Ok man ... it's hard sometimes to interpret how someones question / statement relates to the previous post. Sorry I took the wrong interpretation


----------



## NTKG (Aug 16, 2003)

EugeneChoe said:


> whos got the biggest "pole" contest...
> 
> 
> a/c in da house!!


dood hate to break it to you, but none of use asians are gonna win the who got da biggest pole contest.... 

as long as we got love for the AC we cool! myspace junkie... bubble tea.... rx7.... you aint no fisherman. got von dutch? LOL your prolly readin this chit from the PC BANG!!! 
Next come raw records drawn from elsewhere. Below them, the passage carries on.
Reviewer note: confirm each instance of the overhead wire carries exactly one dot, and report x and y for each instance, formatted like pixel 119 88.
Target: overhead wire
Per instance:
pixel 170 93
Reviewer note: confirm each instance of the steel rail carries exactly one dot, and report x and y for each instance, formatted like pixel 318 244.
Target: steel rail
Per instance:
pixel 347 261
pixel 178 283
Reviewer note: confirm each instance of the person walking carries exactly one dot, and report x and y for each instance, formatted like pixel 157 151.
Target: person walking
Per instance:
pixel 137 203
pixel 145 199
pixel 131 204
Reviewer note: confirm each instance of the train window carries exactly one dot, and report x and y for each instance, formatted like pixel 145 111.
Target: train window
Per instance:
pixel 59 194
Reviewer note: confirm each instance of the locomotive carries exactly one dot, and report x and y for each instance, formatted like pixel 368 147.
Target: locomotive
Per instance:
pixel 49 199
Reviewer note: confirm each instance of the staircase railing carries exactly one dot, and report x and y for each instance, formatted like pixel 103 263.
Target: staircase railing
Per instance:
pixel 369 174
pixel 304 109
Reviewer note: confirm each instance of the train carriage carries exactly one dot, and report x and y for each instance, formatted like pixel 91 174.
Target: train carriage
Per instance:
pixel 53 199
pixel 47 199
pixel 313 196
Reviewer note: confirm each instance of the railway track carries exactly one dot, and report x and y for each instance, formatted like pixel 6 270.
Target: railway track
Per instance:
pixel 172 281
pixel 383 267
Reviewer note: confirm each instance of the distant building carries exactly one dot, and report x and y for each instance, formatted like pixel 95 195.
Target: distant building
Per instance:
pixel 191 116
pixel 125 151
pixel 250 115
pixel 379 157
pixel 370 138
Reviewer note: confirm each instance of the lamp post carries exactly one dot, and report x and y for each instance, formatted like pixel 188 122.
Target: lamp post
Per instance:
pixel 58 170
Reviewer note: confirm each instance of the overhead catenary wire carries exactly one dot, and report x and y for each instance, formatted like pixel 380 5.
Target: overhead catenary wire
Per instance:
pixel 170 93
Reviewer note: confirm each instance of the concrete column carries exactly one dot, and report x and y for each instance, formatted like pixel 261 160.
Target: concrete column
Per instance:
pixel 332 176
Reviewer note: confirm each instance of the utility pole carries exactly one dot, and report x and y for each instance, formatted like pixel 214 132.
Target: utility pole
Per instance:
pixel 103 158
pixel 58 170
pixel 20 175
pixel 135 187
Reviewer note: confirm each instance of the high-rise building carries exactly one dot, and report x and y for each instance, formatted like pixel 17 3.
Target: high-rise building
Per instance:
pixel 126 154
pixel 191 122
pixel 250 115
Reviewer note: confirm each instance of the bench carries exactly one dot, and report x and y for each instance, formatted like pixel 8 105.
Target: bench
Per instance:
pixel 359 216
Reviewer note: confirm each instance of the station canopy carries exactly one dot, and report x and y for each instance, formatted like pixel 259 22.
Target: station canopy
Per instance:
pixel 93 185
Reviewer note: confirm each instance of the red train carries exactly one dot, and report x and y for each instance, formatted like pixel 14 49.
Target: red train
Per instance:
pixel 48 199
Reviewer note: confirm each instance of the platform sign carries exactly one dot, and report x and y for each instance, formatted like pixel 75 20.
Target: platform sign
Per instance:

sent you a add me on myspace...

neil


----------



## EugeneChoe (Aug 11, 2006)

haha pc bang... only been to one of those like 3 times...well i go to the one at the chinatown montreal when i visit up there!! haha and i may not be a serious fisherman compared to "use" but i do love it as well as my many other hobbies! hey variety is a great thing! haha man i love the a/c cuz i love asian people (even though most my friends are not asain, or are the "white washed" asains. its so bad sometimes that my portugese friends are more asain then sum of my asain friends!..) 
anyways got your myspace request!! haha glad you found me! and maybe you can invite me down to va of where ever "kenneth park class of 2005" and teach me the ropes, to sum serious fishing!! i only have love for everyone! ttyl


----------